A eleição de Iris Rezende comprovava um fato importante na questão da formação da imagem pública, que aliás torna-se muito evidente quando se analisa casos clássicos, como o de Luis XIV, o Rei Sol (Burke, 2009): a formação de imagem pública é um processo que envolve repetição, relevância e coerência –sem causar fraturas de comunicação como nos aponta Goffman (1985). Em relação a esta pesquisa, o histórico político de Iris, formando a sua imagem, ao longo de décadas, fazia com que o principal papel da campanha fosse provocar a comparação com o histórico da gestão e do gestor que estavam de saída.
São variáveis conjunturais presentes no uso do dispositivo. A forma como o eleitor se comportava, elegendo este candidato, demonstrava que apesar de não haver alteração da imagem pública dele, mantendo inclusive a ambivalência desta imagem, havia vetores em ação, que levavam ao fortalecimento de uma perspectiva positiva dentro da já imagem pública existente.
ONDE COMEÇA A ATIVAÇÃO DE UM DISPOSITIVO
A pesquisa trouxe elementos que permitem sugerir que o dispositivo comunicacional/interacional pode ser aplicado como mapeamento e ferramenta de compreensão de episódios comunicacionais, quando alguns elementos podem ser confirmados na cadeia dos acontecimentos.
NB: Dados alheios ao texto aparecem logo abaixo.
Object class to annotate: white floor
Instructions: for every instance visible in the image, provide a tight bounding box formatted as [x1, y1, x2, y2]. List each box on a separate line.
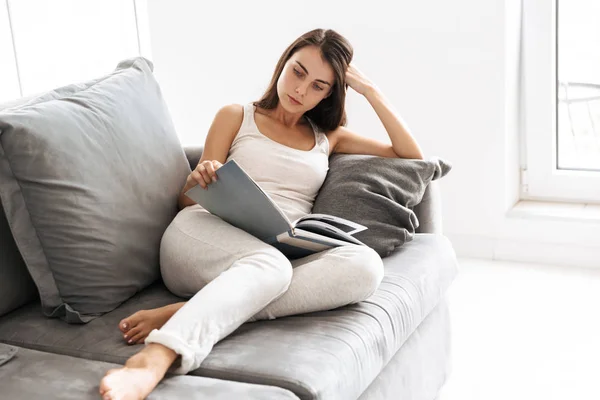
[438, 257, 600, 400]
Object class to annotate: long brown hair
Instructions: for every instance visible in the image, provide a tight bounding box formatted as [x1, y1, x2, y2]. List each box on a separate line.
[253, 29, 353, 132]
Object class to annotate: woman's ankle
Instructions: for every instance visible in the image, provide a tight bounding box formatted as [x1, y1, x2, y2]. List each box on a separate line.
[126, 343, 179, 376]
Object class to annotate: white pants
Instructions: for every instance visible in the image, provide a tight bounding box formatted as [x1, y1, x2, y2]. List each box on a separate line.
[145, 205, 384, 374]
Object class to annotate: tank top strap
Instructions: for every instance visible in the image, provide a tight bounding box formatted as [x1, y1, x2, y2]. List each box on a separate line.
[241, 103, 256, 130]
[306, 117, 330, 156]
[230, 103, 257, 148]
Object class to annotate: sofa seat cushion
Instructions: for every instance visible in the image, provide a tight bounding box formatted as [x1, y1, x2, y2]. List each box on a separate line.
[0, 344, 299, 400]
[0, 234, 458, 400]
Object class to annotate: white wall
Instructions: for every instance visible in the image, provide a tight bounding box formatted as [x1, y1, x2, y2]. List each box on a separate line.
[146, 0, 600, 268]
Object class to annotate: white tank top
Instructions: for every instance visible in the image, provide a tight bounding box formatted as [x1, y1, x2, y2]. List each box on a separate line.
[224, 103, 330, 222]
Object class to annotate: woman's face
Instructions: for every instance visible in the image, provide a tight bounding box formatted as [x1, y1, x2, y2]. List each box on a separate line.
[277, 46, 335, 113]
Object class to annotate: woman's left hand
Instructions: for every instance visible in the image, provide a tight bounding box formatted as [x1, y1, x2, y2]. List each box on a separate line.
[345, 64, 376, 96]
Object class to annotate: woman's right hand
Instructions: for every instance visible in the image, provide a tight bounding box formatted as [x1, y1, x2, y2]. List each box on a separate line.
[187, 160, 223, 190]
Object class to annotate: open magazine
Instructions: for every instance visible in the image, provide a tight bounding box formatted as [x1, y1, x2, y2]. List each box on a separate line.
[184, 159, 368, 258]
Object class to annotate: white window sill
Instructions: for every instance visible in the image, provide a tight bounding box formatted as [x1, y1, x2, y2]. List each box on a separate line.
[507, 200, 600, 224]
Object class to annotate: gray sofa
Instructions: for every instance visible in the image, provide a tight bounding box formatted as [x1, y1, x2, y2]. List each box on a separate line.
[0, 59, 458, 399]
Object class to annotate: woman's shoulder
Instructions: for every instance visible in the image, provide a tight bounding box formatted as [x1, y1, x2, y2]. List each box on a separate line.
[216, 103, 245, 119]
[210, 104, 245, 136]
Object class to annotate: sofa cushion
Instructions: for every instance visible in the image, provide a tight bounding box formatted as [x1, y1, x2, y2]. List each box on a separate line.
[357, 297, 451, 400]
[0, 345, 299, 400]
[0, 57, 191, 323]
[312, 154, 451, 258]
[0, 234, 458, 400]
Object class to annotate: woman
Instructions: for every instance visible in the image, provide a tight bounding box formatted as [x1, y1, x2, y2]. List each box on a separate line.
[99, 28, 423, 400]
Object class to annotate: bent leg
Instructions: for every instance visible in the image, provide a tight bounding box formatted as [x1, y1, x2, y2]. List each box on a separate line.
[144, 205, 293, 373]
[251, 244, 384, 321]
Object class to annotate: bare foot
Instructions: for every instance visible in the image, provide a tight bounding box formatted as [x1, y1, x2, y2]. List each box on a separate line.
[119, 302, 185, 345]
[99, 343, 178, 400]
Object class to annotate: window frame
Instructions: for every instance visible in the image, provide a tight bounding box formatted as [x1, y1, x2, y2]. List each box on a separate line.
[522, 0, 600, 204]
[1, 0, 151, 103]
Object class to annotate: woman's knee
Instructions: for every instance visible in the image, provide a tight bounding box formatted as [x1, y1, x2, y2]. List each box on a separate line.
[159, 206, 293, 298]
[346, 246, 385, 301]
[248, 247, 293, 296]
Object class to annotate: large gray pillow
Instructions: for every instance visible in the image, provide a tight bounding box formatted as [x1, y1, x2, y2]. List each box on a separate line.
[0, 57, 190, 323]
[312, 154, 451, 257]
[0, 202, 37, 316]
[0, 97, 38, 318]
Primeiro, há algo que dispara um processo comunicacional e dele se desenrola uma micro-rede comunicacional, que permite uma produção de sentido, uma produção simbólica, em um processo onde não há controle sobre o que é disparado, pois os dispositivos “não abarcam nem delimitam sistemas homogêneos” (Deleuze, 1990, p. 155).
É preciso relembrar aqui que o dispositivo interacional/comunicacional resulta de “agenciamentos táticos” num episódio comunicacional e que a comunicação é sempre uma ação:
A comunicação é sempre uma ação –modo pelo qual a sociedade produz seus variados processos interacionais e viabiliza o funcionamento de ambientes de articulação, dando espaço (parcialmente normatizado) para os participantes sociais exercerem suas estratégias (Braga, 2011b, p. 6).
Se a comunicação é uma ação, um dispositivo interacional tem que abarcar esta ação. Assim, para pensar a localização, ou a possibilidade de apontar um “espaço de observação” de determinado fenômeno –apontar o dispositivo interacional–, é preciso saber do seu ponto de partida, a partir de que momento ele começa a provocar produção simbólica, e depois, quando é que ele começa a provocar o entrelaçamento de matrizes, ou de dispositivos comunicacionais, quando olhamos para a formação de circuitos. É preciso localizar o início da ação e seu momento de salto qualitativo.
O episódio comunicacional, que é a comunicação concreta, se desenvolve, assim, no âmbito de “dispositivos interacionais”, produzidos nas circunstâncias históricas e acionáveis nos contextos específicos dos participantes. (...) Correlatamente, o episódio interacional acionador de tais dispositivos lhes dá forma, sentido, substância e direcionamento. (Braga, 2011b, p. 6)
Segundo Braga, o episódio interacional se desenvolve no âmbito do dispositivo, que pode ser percorrido por meio dele, e, ao mesmo tempo, é o acionador do dispositivo, que aí afirmamos ser, então, um encadeamento que tem algo que ativa este dispositivo, o faz disparar, que permite seu recorte, no tempo e no espaço, e determina a sua sequência. O destaque, nesse sentido, é àquilo que faz disparar um dispositivo, é ao que “lhe dá forma, sentido, substância e direcionamento”.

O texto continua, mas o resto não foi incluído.